The whole place needs a makeover, internal redesign, and better maintenance.

So, a project that promises better land use, better connectedness between buildings, space for underground parking and central air-conditioning has something to say for itself.

Does that justify the Central Vista project in its current form? Not at all.

For a start, the project shows a lack of respect for history, even if an inalienable part of it is colonial history.

Second, redoing buildings or putting up new ones is a good time to review work processes, as the two have to be in alignment.

If the intention is to switch to open office plans and fewer work silos (as Narendra Modi has wished), does the government want to switch to a desk-officer system with just two levels of decision-making, as the first Administrative Reforms Commission suggested half a century ago -- implying an end to the current file-movement system of working? No such review has been done.

Third, old signature buildings can be repurposed, and rebuilt inside out for the modern age with greater structural strength and without changing the external profile, as has been done with the White House, the Bundestag and many others much older than the Lutyens-Baker buildings.

If the Lok Sabha chamber is too small to accommodate more members (as may become necessary), the Central Hall can be made the Lower House.

Fourth, some of the 'temporary' barracks dating back to World War II can make way for parking towers, with a park-and-ride system initiated, to get rid of the current parking mess.

Fifth, there is no particular merit in wanting all government offices close together; it might even be a security risk.

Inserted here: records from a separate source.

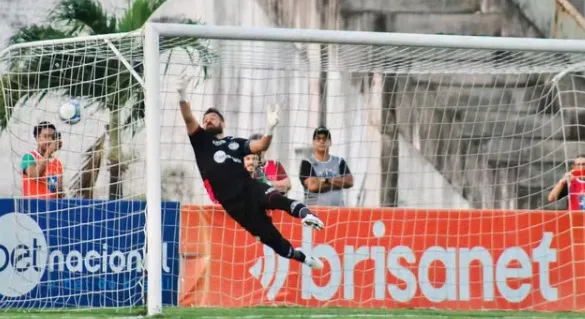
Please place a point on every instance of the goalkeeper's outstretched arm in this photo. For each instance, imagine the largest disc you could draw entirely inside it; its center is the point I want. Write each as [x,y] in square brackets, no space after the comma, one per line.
[191,121]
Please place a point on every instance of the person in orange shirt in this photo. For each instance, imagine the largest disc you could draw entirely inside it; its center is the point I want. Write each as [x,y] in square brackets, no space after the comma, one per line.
[42,172]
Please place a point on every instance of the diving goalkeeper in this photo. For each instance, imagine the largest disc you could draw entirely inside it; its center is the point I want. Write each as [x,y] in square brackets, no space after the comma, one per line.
[220,162]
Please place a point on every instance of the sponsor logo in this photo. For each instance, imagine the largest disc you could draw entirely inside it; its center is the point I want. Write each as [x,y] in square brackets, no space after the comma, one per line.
[233,146]
[25,257]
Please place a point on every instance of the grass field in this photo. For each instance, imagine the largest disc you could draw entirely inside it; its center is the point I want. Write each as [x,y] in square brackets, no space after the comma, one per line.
[284,313]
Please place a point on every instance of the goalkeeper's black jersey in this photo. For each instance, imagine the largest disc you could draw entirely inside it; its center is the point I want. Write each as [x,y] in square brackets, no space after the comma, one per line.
[220,163]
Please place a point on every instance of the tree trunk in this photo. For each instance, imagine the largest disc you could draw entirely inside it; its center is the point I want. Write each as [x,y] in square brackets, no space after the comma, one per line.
[115,157]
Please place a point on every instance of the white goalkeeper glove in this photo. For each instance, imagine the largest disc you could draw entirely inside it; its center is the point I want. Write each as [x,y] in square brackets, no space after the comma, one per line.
[271,118]
[182,84]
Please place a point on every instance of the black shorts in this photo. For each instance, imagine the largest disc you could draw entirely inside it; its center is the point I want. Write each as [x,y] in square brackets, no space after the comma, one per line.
[249,210]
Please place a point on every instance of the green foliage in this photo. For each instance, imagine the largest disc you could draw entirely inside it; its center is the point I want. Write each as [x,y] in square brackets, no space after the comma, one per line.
[89,72]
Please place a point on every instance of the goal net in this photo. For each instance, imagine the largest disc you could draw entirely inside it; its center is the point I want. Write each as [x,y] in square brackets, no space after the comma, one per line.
[452,154]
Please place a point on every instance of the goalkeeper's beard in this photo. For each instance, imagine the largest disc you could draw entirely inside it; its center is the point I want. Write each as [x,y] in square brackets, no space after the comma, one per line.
[215,130]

Indeed, contrary to the logic of congregating offices, the new army headquarters will be far away, in the city's cantonment area, while the air headquarters remains where it is -- though the defence services are integrating both planning and operations.

Nor is uniformity of building design a virtue; consider the architectural variety of the Washington Mall.

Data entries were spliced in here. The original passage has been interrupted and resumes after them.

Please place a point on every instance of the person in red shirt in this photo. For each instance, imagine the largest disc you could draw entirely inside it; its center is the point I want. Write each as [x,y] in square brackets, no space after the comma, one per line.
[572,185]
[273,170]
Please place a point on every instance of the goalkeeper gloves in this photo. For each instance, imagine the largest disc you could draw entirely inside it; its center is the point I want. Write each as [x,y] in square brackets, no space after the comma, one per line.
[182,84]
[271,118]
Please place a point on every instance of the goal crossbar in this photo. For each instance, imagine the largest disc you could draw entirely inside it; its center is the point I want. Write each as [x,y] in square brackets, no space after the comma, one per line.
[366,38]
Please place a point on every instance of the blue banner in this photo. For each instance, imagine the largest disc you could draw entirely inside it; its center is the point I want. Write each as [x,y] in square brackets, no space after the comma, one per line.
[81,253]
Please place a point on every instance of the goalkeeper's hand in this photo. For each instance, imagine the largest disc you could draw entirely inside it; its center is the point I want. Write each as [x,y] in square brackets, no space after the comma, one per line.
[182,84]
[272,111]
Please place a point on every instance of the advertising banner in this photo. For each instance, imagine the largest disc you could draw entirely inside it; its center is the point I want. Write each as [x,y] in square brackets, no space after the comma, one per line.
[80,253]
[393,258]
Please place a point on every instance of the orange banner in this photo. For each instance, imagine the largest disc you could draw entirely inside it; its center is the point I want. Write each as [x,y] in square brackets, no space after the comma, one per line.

And sixth, how will the millions of priceless artefacts and fragile collections of the National Museum and National Archives be logged and stored safely before being re-housed in the North and South Blocks that may be unsuitable as museums, especially if they are unsafe?

Finally, newer government buildings have tended to be inferior to older ones.

They are either eyesores (like Sena Bhavan, the current army headquarters, and Lok Nayak Bhavan not far away), or adopt a wasteful expansiveness: The defence research building behind South Block, the Comptroller and Auditor General's new head office a few kilometres away, and the new home of the external affairs ministry, built on the assumption that prime land is both costless and limitless.

Individual offices in some of these buildings (including those in the Lodhi Road Institutional Area, another unsightly congeries) are bigger than a badminton court.

How does one avoid a repetition of this history, or its descent into vandalism of a historic area?

In short, why should such an important project, massive in scale, conceived in secrecy, shared selectively with small groups but shut out of the public eye, without considering cheaper and better alternatives, be executed in the midst of a pandemic when every rupee that can be spared should go into improving the country's medical capabilities?